Computation, Subjectivity, and OpenEndedness
Computation is firstness, Subjectivity is secondness and Openendedness is thirdness. These drive the fundamental implicate order of the universe.
The universe is computational. This is not a new notion. However, baked into this is the realization of undecidability. The Turing-Church-Deutsch hypothesis implies that not all questions are decidable.
This undecidability also implies an uncertainty relationship between an observer and what is observed. A process can only follow its own evolution if it is itself. An external observing process can only guess at that evolution.
We have known for a long time that physics has a subjective nature. This can be seen in both special relativity and quantum mechanics. Two theories that underpin the physical universe.
These are both manifestations of computational subjectivity. Every entity or process (depending on if you are noun or verb centric) is driven by its own local interaction with reality. This interaction is subjective in the sense that it is different for everything.
The notion of objectivity can be defined as the repeatability of observation. That is, if two subjects can reliably repeat the same observation, then that shared knowledge is objectively agreed on between the two subjects.
But one of the biggest blindspots in science is the over-emphasis on an objective measure of reality. Objectivity has lead to technological and scientific advances since the enlightenment. However, it has created a blind-spot in our understanding of biology and thus life.
That blind-spot is most apparent when we attempt to understand ideas like intelligence, cognition, understanding and meaning. We don’t know how to define intelligence. We don’t understand understanding. We don’t know what it means for something to have meaning.
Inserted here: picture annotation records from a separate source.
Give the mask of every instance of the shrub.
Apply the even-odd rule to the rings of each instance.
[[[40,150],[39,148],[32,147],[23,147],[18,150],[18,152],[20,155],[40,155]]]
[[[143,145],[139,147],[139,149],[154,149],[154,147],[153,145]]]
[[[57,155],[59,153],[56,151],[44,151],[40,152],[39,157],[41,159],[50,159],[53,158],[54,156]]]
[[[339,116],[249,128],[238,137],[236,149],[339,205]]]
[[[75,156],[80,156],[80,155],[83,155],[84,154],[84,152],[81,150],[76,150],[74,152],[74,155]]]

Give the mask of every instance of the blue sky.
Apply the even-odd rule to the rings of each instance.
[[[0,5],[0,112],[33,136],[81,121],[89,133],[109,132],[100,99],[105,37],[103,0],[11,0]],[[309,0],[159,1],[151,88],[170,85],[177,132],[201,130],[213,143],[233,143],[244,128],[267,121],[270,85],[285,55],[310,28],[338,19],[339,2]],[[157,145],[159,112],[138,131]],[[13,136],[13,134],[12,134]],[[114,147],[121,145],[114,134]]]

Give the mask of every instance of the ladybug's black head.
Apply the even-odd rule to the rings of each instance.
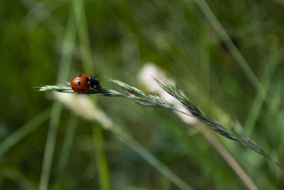
[[[99,90],[102,88],[99,85],[99,80],[95,77],[92,77],[89,79],[89,85],[92,88],[97,90]]]

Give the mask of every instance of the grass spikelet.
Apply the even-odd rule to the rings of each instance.
[[[229,132],[221,124],[208,117],[197,106],[193,104],[186,96],[185,96],[182,93],[178,90],[175,88],[165,81],[160,82],[160,80],[154,78],[153,79],[158,83],[160,88],[162,88],[165,91],[166,91],[168,94],[172,95],[176,100],[178,100],[178,102],[180,102],[180,103],[188,111],[188,112],[177,110],[177,108],[175,108],[173,105],[171,105],[165,99],[160,97],[158,95],[147,95],[144,93],[142,90],[133,86],[114,79],[108,80],[116,84],[119,88],[119,90],[102,88],[102,89],[99,90],[91,90],[89,93],[87,93],[87,94],[102,94],[104,96],[108,97],[128,97],[131,98],[134,103],[136,103],[139,105],[149,107],[168,108],[176,112],[183,113],[190,117],[193,117],[195,118],[197,118],[200,122],[206,124],[207,125],[210,126],[211,128],[212,128],[216,132],[221,134],[222,136],[227,139],[238,142],[244,146],[250,148],[251,149],[263,155],[263,157],[284,169],[283,166],[273,159],[258,145],[257,145],[257,144],[253,140],[249,139],[244,133],[234,133]],[[38,88],[39,89],[39,91],[76,93],[73,92],[70,87],[45,85]]]

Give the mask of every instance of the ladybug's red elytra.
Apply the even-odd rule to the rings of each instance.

Our ability to untangle these self-referential concepts are a consequence of our lack of understanding of subjectivity. We cannot understand any of these from a definition that ignores subjectivity.
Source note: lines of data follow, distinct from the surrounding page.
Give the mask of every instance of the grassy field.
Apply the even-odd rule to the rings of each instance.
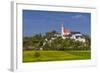
[[[91,59],[91,51],[23,51],[23,62],[85,60]]]

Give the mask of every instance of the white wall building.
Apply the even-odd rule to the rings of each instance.
[[[80,32],[72,32],[69,29],[65,29],[63,24],[61,26],[61,36],[63,39],[70,38],[74,39],[75,41],[85,42],[85,38]]]

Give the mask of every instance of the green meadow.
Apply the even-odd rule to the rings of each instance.
[[[23,50],[23,62],[44,62],[91,59],[91,50],[40,51]]]

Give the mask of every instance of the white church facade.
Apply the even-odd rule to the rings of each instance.
[[[83,34],[80,32],[73,32],[69,29],[64,28],[63,24],[61,26],[61,37],[63,39],[70,38],[74,39],[75,41],[85,42],[85,38],[83,37]]]

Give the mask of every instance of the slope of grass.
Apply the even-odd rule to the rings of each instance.
[[[23,62],[91,59],[91,51],[23,51]]]

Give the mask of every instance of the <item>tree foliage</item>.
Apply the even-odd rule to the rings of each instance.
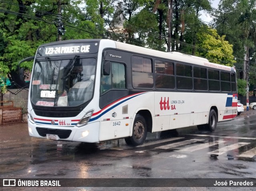
[[[230,66],[235,62],[234,57],[237,69],[242,70],[239,64],[242,64],[241,55],[244,53],[244,45],[250,47],[251,63],[256,57],[255,1],[221,0],[218,8],[214,10],[209,0],[173,0],[169,39],[171,51]],[[2,0],[0,75],[8,75],[12,81],[18,82],[19,61],[34,55],[40,45],[57,40],[57,27],[62,25],[66,32],[62,40],[108,38],[165,51],[170,2],[168,0]],[[212,13],[214,19],[212,24],[206,25],[202,20],[203,12]],[[121,31],[117,30],[121,28]],[[31,69],[32,63],[25,63],[22,66]]]

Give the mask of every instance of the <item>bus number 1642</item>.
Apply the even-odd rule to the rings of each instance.
[[[116,122],[113,122],[113,126],[116,126],[117,125],[120,125],[121,124],[121,122],[120,121],[116,121]]]

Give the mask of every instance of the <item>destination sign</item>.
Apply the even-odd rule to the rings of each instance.
[[[40,47],[37,56],[93,53],[97,52],[98,49],[97,42],[56,44]]]
[[[90,52],[90,45],[49,47],[45,49],[45,54],[72,54]]]

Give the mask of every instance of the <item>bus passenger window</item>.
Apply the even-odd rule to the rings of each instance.
[[[230,76],[229,72],[220,72],[221,91],[225,92],[231,91]]]
[[[192,90],[193,89],[191,66],[181,64],[176,65],[177,89]]]
[[[208,70],[208,83],[209,90],[210,91],[220,91],[220,74],[217,70]]]
[[[231,90],[233,92],[236,92],[236,74],[231,73]]]
[[[104,75],[102,73],[100,79],[101,94],[111,89],[126,89],[125,67],[124,65],[112,62],[111,65],[110,73]]]
[[[205,68],[194,67],[194,85],[195,90],[207,90],[207,77]]]
[[[102,94],[111,89],[111,79],[110,74],[108,76],[102,75],[100,79],[100,93]]]
[[[174,89],[175,80],[173,63],[155,61],[156,87],[161,89]]]
[[[132,86],[134,88],[152,89],[154,86],[152,61],[140,56],[132,57]]]

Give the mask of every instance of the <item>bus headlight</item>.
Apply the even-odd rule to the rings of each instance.
[[[82,133],[82,137],[86,137],[89,134],[89,133],[90,132],[89,131],[86,130],[85,131],[84,131]]]
[[[28,119],[32,123],[34,123],[34,124],[36,123],[36,122],[35,122],[35,121],[34,120],[34,119],[33,118],[33,117],[32,116],[32,115],[31,115],[31,114],[28,111]]]
[[[76,126],[80,127],[87,124],[88,122],[90,120],[90,119],[91,118],[91,117],[92,115],[94,110],[94,109],[92,109],[88,112],[84,116],[82,119],[80,120],[80,121],[76,124]]]

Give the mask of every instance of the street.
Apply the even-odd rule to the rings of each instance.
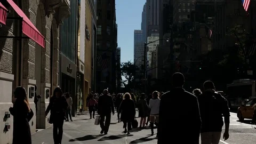
[[[251,125],[237,122],[236,114],[231,113],[229,139],[221,144],[253,144],[256,143],[256,130]],[[117,115],[112,116],[109,131],[107,135],[100,135],[99,125],[95,125],[94,119],[89,119],[89,115],[77,116],[72,122],[65,122],[62,144],[67,143],[156,143],[156,134],[150,136],[150,129],[133,130],[131,135],[122,133],[123,123],[117,123]],[[137,118],[139,120],[139,118]],[[245,120],[245,122],[248,122]],[[155,129],[156,132],[156,130]],[[223,133],[222,133],[223,134]],[[221,136],[222,137],[222,135]],[[52,127],[38,131],[32,135],[35,144],[53,143]],[[173,143],[179,143],[179,140],[170,140]]]

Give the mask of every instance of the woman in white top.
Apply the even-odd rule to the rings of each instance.
[[[150,122],[151,135],[154,135],[154,123],[158,126],[159,122],[159,107],[160,106],[160,99],[159,99],[159,92],[154,91],[152,93],[152,99],[149,100],[149,105],[148,107],[151,109]],[[157,134],[156,137],[157,137]]]

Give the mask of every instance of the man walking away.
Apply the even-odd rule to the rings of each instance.
[[[171,140],[198,144],[201,120],[197,99],[182,88],[185,77],[181,73],[174,73],[172,82],[171,91],[161,97],[157,143]]]
[[[101,127],[100,133],[102,134],[104,133],[105,134],[108,134],[109,125],[110,125],[111,112],[112,111],[113,115],[115,114],[113,99],[111,95],[108,94],[108,90],[105,90],[103,91],[103,95],[99,97],[99,101],[98,102],[98,113],[100,115],[100,127]],[[104,121],[105,121],[105,124]]]
[[[215,90],[212,81],[204,83],[204,91],[198,97],[202,118],[202,144],[218,144],[220,141],[223,125],[222,115],[225,123],[225,140],[229,137],[229,109],[227,99]]]
[[[35,96],[34,98],[34,103],[35,103],[35,106],[36,106],[36,114],[37,113],[38,108],[38,102],[39,101],[39,99],[41,98],[41,95],[37,95],[36,93],[36,90],[37,90],[37,86],[35,85]]]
Bias in our scientific community is that whenever you appeal to the idea of subjectivity that you are accused of a lack of rigor. However, if we make the argument that the reality is computational, then a proper definition of objectivity is that of repeatability.
Thus is our theories that involve subjectivity are indeed repeatable then we should be on a rigorous foundation. The oddest thing is, should this not be obvious? We already know that life consists mostly of subjective living things.
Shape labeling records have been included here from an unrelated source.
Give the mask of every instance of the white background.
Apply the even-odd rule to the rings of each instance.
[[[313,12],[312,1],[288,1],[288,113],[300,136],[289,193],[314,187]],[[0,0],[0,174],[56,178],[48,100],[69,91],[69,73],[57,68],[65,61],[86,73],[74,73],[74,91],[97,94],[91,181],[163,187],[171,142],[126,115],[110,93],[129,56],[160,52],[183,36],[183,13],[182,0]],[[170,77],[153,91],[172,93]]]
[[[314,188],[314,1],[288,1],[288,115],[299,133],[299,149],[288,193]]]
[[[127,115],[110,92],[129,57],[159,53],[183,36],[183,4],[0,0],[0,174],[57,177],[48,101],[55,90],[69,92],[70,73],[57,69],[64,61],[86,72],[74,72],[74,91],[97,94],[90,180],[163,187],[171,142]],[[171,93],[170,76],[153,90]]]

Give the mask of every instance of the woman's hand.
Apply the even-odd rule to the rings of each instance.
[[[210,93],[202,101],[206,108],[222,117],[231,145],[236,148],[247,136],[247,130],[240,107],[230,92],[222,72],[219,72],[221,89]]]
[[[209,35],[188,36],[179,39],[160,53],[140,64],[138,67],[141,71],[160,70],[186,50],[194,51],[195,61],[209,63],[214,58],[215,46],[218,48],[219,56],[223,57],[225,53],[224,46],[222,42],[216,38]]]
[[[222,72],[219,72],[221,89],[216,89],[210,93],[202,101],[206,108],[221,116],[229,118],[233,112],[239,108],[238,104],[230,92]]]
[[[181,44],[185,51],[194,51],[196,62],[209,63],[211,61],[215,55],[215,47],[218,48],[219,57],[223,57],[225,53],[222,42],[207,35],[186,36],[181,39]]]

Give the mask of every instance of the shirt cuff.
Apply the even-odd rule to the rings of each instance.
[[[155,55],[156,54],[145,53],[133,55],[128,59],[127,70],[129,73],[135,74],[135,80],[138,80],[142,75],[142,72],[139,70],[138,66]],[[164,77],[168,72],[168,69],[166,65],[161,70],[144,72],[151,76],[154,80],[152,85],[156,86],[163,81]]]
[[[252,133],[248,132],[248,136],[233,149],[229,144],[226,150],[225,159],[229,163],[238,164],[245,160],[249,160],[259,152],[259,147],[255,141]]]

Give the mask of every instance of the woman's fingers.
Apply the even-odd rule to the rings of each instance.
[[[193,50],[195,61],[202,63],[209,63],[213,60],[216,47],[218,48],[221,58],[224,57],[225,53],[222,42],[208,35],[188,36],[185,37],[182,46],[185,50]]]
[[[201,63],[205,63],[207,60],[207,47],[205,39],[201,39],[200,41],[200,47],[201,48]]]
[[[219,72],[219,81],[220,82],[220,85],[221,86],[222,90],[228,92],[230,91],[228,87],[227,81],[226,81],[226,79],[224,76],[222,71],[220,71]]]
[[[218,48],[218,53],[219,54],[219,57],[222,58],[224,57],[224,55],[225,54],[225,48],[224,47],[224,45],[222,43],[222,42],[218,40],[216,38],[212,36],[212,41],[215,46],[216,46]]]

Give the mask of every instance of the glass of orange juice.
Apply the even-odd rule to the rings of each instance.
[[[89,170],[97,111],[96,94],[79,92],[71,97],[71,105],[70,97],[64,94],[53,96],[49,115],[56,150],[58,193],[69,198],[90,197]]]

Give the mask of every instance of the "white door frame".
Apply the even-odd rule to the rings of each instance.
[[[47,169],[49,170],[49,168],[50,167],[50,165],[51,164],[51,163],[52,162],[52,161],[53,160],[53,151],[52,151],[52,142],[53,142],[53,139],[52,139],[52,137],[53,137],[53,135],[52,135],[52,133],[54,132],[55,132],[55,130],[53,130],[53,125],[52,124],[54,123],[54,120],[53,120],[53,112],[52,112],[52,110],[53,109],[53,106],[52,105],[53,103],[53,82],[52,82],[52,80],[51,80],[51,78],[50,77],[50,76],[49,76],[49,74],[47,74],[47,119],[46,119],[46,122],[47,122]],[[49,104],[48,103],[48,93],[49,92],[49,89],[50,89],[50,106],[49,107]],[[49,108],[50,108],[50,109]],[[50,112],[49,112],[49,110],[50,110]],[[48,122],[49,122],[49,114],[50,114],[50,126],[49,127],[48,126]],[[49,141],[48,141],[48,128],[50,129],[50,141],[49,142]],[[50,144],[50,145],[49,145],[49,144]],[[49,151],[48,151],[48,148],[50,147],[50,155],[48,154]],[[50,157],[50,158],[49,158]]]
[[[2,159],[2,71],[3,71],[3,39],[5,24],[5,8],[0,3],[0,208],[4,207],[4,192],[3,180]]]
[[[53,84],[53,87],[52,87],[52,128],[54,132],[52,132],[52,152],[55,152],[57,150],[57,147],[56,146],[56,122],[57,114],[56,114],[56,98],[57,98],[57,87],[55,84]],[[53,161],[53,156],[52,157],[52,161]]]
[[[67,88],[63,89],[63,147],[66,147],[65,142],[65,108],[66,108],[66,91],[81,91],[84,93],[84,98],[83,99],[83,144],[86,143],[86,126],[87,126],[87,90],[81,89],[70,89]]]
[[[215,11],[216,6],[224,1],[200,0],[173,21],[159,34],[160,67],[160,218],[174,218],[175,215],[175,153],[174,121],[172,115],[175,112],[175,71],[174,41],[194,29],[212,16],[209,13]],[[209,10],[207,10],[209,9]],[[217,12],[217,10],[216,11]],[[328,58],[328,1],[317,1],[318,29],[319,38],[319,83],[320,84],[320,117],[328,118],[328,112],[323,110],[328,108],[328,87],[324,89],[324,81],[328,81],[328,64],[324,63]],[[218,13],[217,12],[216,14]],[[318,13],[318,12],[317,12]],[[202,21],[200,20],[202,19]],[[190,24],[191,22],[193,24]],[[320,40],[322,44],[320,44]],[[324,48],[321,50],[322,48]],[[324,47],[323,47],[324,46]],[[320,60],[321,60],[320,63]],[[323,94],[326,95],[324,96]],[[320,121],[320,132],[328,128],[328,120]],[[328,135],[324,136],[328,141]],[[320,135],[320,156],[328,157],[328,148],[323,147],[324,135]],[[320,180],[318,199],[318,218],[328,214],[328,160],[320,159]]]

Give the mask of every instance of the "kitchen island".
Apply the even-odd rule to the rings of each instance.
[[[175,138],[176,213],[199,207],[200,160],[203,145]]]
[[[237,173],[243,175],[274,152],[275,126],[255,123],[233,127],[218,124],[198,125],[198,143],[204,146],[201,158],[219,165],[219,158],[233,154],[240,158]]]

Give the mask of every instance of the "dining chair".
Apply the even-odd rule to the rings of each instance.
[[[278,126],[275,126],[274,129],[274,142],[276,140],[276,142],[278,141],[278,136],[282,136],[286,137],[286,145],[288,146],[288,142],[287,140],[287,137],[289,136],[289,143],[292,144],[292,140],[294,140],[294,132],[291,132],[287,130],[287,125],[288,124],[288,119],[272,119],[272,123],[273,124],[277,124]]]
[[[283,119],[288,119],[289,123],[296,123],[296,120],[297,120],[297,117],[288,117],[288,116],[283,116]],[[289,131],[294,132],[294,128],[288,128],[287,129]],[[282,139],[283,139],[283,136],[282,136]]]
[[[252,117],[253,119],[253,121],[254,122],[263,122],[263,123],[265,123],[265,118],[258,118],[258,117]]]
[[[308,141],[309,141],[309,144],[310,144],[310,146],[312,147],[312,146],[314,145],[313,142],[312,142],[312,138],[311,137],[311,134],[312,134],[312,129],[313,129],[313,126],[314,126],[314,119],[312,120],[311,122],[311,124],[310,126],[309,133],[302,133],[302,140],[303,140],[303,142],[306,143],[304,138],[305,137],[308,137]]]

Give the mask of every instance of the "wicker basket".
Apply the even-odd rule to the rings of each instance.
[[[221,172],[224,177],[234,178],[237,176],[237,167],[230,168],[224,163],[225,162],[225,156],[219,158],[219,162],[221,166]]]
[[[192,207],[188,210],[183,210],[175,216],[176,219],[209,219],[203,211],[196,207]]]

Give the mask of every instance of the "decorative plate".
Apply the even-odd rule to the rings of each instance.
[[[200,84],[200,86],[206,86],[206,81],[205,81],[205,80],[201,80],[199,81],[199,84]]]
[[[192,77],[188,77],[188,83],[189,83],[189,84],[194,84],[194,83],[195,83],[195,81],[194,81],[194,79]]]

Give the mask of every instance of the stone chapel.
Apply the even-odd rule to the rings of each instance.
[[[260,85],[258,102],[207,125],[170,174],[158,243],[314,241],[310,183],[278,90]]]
Many theories of cognition accept a subjective stance. Enactivism (Maturana & Varela), cybernetics (Wiener), semiotics (Peirce), and ecological psychology (Gibson). But all of these have not been mainstream theories.
The practice of science is a social endeavor and thus we cannot avoid subjectivity playing a role. Unfortunately, it is the subjective inclination to a notion of ‘objectivity’ that leads to a mechanistic view. Too many are stuck in a Newtonian model of reality.
This stubborn insistence on an antiquated view is despite the constant nudging by the discoveries in physics about the reality of subjectivity.
Deutsch argues that the purpose of science is to discover good explanations of reality. This involves a messy process of hypothesis making, formalization, testing, and interpretation.
So as long of as we have repeatably testable explanations of the world then these should be good explanations. If we have a good explanation of what subjectivity is then we should not have an issue.
My interesting realization is that once you define subjectivity and its mechanisms, then you realize that big mysteries like intelligence, life, and consciousness become explainable.